# Chav



## smiling

Premetto che ho letto i relativi threads in EO, wikipedia etc... volevo sapere se esiste una traduzione e come si potrebbero definire.

Grazie


----------



## lsp

Did you try to search for it by post in the Italian-English forum? There are a couple of dozen posts on it.


----------



## andre.BO

Sorridente, ridente.

smiling eyes = occhi sorridenti
a smiling landscape= un paesaggio ridente

smilingly, avv


----------



## andre.BO

omg sorry

I'm so sleepy...
I thought I had to translate SMILING

oh my god sorry..

I didn't find chav in my updated dictionary on cd rom.


----------



## lsp

andre.BO said:


> Sorridente, ridente.
> 
> smiling eyes = occhi sorridenti
> a smiling landscape= un paesaggio ridente
> 
> smilingly, avv


That may define "smiling", but _nostro smiling_ is trying to define chav 

EDIT, as you seem to have noticed  . It's been compared to truzzo, tamarro, coato and many others, but do try the search. There's plenty to read about it already.


----------



## andre.BO

I know.. I'm quite sleepy.. as you can see above I had already apologized to him.

See you lsp

p.s. I tried to look for it but my search engine didn't give me any answer.. It is sleepy too tonight


----------



## ElaineG

Guarda qui: http://forum.wordreference.com/showthread.php?t=39612&highlight=chav

(Penso che non sia una traduzione 'esatta' per un fenomeno tutto inglese.  Ogni paese ha la sua "cultura" unica.)


----------



## smiling

Grazie a tutti, scusate se era un duplicato, forse era tardi anche per me, perchè ho fatto un search ma stavo guardando i EO threads, e non ho visto gli IE.


----------



## Stratosfericus

Salve a tutti,
sto traducendo un testo per un videogioco e uno dei personaggi (una ragazza dall'apparenza modaiola) è definita CHAV...Esiste una traduzione in italiano?
Ringrazio anticipatamente.


----------



## mimitabby

E' un nome che qualcuno ha fatto.
Abbiamo tanti nomi, per esempio, Aaron, Erin, Aryn, Erinne, Aran, 
we spell names many different ways, and then make up new ones besides.


----------



## Stratosfericus

Purtroppo il nome del Personaggio è Vicky e sulla professione è definita Chav.
Su Wikipedia Chav è una parola slang per definire una persona che:
" is a subcultural stereotype fixated on fashions such as gold jewellery and "designer" clothing. They are generally considered to have no respect for society, as well as being considered ignorant or unintelligent...."

Any hints?


----------



## Stratosfericus

Thank you all,

sorry but I'm working very hard and I had no time for a deep search for such a thread....

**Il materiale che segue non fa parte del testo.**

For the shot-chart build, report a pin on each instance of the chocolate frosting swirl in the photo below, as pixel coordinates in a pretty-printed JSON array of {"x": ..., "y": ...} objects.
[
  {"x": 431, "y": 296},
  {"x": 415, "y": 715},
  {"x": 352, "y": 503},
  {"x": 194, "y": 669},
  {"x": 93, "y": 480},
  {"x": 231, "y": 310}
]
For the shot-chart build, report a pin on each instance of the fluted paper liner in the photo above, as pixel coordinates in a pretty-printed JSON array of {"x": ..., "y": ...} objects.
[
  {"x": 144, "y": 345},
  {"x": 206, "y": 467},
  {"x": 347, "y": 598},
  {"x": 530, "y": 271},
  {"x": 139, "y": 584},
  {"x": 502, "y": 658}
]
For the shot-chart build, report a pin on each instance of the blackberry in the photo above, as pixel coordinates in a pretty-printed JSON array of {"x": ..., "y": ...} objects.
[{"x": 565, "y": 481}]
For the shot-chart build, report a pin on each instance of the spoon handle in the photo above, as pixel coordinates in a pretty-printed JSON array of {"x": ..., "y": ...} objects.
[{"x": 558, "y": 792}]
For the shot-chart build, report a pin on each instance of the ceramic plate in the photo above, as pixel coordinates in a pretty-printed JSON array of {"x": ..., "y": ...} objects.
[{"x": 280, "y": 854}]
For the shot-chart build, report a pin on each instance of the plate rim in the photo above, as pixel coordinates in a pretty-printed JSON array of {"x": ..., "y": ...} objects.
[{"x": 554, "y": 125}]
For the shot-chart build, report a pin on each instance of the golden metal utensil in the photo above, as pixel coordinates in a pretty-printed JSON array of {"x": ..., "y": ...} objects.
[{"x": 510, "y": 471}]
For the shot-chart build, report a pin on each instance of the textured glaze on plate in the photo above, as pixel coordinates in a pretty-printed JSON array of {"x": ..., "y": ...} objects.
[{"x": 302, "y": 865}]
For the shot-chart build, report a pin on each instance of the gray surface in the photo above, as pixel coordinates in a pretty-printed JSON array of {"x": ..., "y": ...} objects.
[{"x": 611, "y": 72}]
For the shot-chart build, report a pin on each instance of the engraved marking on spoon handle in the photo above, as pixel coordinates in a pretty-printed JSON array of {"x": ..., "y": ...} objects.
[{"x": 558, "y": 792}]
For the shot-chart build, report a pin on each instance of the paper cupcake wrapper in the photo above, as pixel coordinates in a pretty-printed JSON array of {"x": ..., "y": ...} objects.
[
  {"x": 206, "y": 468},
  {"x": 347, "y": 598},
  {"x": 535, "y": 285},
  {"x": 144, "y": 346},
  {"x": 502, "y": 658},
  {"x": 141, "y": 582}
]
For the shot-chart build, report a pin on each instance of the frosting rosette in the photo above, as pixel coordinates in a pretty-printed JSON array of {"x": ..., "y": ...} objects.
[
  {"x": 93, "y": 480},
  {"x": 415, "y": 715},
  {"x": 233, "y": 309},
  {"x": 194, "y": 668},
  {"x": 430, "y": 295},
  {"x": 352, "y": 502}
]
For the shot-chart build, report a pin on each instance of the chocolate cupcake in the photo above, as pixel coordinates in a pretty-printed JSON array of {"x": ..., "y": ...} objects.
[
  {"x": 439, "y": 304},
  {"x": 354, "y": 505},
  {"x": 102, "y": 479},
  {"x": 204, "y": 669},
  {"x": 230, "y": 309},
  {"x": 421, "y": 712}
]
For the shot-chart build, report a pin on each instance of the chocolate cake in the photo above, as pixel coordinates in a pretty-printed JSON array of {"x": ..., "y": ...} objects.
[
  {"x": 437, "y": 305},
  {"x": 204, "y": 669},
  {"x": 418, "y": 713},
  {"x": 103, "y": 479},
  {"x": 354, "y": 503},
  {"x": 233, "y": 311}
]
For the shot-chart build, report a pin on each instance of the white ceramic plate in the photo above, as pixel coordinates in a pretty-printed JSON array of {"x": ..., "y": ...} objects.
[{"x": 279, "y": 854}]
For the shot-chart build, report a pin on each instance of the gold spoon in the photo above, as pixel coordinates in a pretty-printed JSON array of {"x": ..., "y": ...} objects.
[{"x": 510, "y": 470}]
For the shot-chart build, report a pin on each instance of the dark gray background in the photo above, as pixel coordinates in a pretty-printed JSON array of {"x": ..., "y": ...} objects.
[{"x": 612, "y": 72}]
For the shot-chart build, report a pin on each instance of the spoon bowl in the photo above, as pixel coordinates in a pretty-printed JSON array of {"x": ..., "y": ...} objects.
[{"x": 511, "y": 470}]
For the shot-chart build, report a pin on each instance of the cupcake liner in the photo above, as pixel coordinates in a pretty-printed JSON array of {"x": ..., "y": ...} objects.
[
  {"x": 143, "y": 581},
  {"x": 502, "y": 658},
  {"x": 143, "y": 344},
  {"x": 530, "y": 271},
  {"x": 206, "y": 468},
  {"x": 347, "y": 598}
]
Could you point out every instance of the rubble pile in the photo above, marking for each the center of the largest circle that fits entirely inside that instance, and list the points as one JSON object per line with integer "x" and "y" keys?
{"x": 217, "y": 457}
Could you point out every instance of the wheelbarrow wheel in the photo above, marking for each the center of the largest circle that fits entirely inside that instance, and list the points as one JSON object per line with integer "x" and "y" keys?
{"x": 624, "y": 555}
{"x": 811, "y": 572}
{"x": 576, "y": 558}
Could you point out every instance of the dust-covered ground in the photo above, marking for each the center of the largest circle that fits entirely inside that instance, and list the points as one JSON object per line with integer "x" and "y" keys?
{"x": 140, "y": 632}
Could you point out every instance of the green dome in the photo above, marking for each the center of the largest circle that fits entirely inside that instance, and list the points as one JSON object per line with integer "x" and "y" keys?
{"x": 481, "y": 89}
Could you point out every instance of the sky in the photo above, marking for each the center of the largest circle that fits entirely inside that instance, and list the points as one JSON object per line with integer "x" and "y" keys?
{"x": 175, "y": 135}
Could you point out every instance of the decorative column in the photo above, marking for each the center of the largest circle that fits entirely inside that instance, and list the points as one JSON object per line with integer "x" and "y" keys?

I hope that Coatto or Tamarro could fit.

Bye!


----------



## Alxmrphi

> I recently came across this forum where I learnt that the term "Chav" is a modern and "catch all" term to define someone you dislike.



I know you've posted something regarding this in English Only as well, but be careful, "chav" is _*not*_ a "_modern and catch all term to define someone you dislike_".
It's quite a specific type of person, it will sound strange if you use it when it's not appropriate.


----------



## You little ripper!

Urban dictionary defines a 'chav' here.


----------



## -Naked-

Hello, I'm italian and I've come across this word on the internet A LOT of times! But still I can't seem to get the exact meaning.

could anyone help me?

Thanks


----------



## byrne

It's very BE and means a bit of a burrino....


----------



## Curandera

byrne said:


> It's very BE and means a bit of a burrino....


 

burino


----------



## byrne

Curandera said:


> burino


 thanks! how do you say it in milanaese?


----------



## CPA

byrne said:


> thanks! how do you say it in milanaese?


 
Maybe "vanghétt" but I'm not milanese.

Here is all we need to know about "chavs".


----------



## MStraf

"Burino" e' decisamente romanesco, ma credo sia noto in tutta Italia.
Ai miei tempi, tra ragazzi si usava "tamarro" o "truzzo", ma non so se vengano usati ancora.


----------



## arthurlee

"Maraglio" per i bolognesi...
Anche se "chav" indica un genere particolare di "bulletto di strada", tipico delle periferie britanniche...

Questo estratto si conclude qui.